Mahrumiyetler, arzularımızın önünde bir engeldir ve engellenmek insana acı verir. O halde bizim mutlu ya da mutsuz olmamız arzularımıza kavuşabilecek gücümüz olup olmadığıyla ilgilidir. insan bebeklik döneminde mutsuz değildir, çünkü arzu ve iktidarı denge halindedir. 

Insanın arzuları ne kadar çoksa çaresizliği de o kadar büyüktür. Cünkü imkanlarının ötesine geçen arzularını tatmin edmeyen kişi, kendisini zayıf be değersiz hisseder. 

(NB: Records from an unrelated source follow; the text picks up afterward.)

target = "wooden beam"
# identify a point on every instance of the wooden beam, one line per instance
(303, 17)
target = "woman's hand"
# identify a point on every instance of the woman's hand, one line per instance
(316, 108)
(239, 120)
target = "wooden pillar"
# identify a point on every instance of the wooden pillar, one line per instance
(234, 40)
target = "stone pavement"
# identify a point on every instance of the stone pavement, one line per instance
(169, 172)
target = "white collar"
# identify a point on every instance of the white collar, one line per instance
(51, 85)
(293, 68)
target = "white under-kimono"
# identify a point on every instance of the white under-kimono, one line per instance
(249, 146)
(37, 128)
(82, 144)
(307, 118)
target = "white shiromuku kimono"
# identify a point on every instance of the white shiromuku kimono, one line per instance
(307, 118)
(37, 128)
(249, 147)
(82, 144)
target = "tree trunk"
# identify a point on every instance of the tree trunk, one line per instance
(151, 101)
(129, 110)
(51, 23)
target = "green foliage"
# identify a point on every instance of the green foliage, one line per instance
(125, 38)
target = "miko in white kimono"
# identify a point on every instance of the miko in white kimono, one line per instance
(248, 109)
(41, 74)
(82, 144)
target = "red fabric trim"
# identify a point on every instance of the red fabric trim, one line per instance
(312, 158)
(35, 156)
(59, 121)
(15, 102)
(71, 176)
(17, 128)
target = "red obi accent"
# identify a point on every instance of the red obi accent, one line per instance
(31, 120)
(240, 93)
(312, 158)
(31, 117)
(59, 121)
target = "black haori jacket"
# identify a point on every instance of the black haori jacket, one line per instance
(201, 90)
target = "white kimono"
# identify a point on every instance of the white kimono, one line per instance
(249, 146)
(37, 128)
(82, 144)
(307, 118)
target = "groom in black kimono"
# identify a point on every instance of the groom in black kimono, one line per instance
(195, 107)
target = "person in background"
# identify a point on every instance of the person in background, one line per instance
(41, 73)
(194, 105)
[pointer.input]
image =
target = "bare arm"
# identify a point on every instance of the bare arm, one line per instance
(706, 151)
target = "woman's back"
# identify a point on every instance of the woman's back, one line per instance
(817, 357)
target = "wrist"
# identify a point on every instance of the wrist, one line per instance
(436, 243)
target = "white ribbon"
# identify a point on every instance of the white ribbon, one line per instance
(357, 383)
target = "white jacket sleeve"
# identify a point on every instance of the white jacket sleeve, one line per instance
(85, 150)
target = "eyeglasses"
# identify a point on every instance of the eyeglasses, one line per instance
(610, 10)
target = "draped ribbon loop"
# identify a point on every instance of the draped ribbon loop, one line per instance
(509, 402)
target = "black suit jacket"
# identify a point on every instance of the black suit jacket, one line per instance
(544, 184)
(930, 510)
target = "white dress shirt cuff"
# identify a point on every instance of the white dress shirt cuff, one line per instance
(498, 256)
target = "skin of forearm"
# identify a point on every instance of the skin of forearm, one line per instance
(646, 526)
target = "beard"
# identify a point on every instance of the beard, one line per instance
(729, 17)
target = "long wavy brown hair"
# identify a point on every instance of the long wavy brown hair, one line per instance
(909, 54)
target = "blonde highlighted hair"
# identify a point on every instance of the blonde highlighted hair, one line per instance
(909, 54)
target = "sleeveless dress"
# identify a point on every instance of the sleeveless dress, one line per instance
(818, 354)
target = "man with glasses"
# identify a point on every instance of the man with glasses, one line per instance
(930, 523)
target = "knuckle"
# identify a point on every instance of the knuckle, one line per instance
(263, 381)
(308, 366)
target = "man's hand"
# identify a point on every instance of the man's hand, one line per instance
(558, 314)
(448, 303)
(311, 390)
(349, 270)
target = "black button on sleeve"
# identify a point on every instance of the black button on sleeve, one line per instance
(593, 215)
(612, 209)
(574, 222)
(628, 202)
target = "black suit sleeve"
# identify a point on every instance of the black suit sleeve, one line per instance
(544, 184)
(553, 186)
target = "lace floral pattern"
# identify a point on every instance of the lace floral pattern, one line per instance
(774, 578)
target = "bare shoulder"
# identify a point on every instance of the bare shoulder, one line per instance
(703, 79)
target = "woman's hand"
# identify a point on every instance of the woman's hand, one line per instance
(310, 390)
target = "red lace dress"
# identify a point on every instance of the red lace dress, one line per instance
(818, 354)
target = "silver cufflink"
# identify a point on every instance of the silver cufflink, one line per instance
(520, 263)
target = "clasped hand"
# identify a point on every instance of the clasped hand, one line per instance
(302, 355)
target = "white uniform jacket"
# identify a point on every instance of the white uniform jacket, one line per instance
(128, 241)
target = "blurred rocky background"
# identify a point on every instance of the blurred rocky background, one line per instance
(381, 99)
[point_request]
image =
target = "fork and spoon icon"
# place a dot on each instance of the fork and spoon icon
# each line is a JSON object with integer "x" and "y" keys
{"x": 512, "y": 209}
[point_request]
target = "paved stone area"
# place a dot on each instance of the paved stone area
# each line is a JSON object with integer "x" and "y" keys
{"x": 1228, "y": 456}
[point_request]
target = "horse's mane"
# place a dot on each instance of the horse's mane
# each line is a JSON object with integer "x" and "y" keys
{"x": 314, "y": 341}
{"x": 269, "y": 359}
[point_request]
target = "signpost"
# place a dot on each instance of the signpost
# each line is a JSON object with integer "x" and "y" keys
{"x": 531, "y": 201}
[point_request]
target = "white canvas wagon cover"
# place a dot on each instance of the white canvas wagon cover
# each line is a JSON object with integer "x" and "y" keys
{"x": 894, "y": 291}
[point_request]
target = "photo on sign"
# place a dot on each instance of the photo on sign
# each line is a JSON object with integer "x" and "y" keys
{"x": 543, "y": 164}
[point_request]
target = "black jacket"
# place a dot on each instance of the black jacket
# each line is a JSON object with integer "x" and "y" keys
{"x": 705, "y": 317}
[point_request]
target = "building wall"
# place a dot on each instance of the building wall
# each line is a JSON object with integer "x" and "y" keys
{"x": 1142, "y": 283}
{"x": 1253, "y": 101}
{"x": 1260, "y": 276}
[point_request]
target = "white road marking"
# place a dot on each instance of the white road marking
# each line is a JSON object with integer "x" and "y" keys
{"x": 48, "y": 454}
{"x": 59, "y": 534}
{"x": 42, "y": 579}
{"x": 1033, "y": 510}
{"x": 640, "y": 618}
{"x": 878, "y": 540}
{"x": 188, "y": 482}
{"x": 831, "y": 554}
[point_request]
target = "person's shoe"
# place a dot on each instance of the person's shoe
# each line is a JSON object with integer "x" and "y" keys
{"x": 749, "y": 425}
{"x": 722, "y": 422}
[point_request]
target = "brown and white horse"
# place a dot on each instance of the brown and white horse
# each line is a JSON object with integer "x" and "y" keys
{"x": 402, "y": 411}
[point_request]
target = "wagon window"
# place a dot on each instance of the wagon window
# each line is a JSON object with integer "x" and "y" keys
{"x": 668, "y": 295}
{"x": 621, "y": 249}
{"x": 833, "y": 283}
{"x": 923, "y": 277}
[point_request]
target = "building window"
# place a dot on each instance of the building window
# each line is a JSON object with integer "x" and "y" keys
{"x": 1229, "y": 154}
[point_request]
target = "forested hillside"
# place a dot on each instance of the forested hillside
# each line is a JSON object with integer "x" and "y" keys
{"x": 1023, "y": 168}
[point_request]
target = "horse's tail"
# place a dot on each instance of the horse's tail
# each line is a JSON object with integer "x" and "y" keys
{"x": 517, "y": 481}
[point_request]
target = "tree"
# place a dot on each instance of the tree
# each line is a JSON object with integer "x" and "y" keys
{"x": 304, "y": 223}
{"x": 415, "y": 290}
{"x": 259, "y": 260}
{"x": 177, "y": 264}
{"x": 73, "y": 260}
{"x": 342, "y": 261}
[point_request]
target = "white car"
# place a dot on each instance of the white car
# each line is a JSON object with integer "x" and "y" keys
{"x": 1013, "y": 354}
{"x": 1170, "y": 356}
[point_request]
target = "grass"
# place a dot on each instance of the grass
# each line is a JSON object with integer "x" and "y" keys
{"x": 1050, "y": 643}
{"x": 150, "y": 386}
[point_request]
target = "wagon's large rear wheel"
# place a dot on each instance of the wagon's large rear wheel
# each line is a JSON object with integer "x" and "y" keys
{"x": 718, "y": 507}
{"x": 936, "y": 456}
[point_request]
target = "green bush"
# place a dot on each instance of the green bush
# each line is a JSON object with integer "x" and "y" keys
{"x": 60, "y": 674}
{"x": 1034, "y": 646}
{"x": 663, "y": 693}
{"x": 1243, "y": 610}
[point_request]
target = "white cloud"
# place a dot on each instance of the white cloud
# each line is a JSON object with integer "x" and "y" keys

Yumuşak ve olumlu ihtiraslar kendini sevme hissinden, haşin ve çirkin ihtiraslar da benlikten doğarlar. O halde insanı esasta iyi yapan, ihtiyaçlarının az oluşu ve kendisini başkalarıyla az mukayese edişidir. Kötü yapan da çok ihtiyaçları oluşu ve çok gösteriş yapmak isteyişidir. 

- Jean Jacque Rousse, Emile 

Edvard Munch: Sommernacht am Strand, 1902/03

1776 Amerikan Bağımsızlık Bildirgesiyle birlikte insanların eşit olduğunu düşünülen demokratik bir toplum kurulmaya başlanıldı. Lakin 1830'larda Fransız tarihçi Tocqueville Amerika'yı gezerken toplumdakı yeni bi hastalığı farketti. Bolluk içinde yaşayan insanlar her zaman daha fazlasını istiyordu. Eşitsizlik kural olduğunda büyük eşitsizlikler hiç dikkati çekmez. Ama eşit toplumda yaşayan insanlar en küçük eşitsizliği bile farkederler. Işte tam bu yüzden bolluk içinde yaşayan demokratik toplumlar kendilerini melankolinin içinde bulurlar, Fransada intihar ve Amerikada delirme vakalarının sayısının artma sebebleri belki bunlardır diye düşünüyordu.

- Alain de Botton, Statü Endisesi 

Ve tam bu sebeple aslinda Avrupali insanlar gösteris yapmıyor. Gösteris sevmedikleri icin degil, göze batmamak icin.

PS: Berlin'in dibindeki Potsdam'da mükemmel bir Munch sergisi var 1 Nisan'a kadar. Denk gelirseniz aklınızda olsun.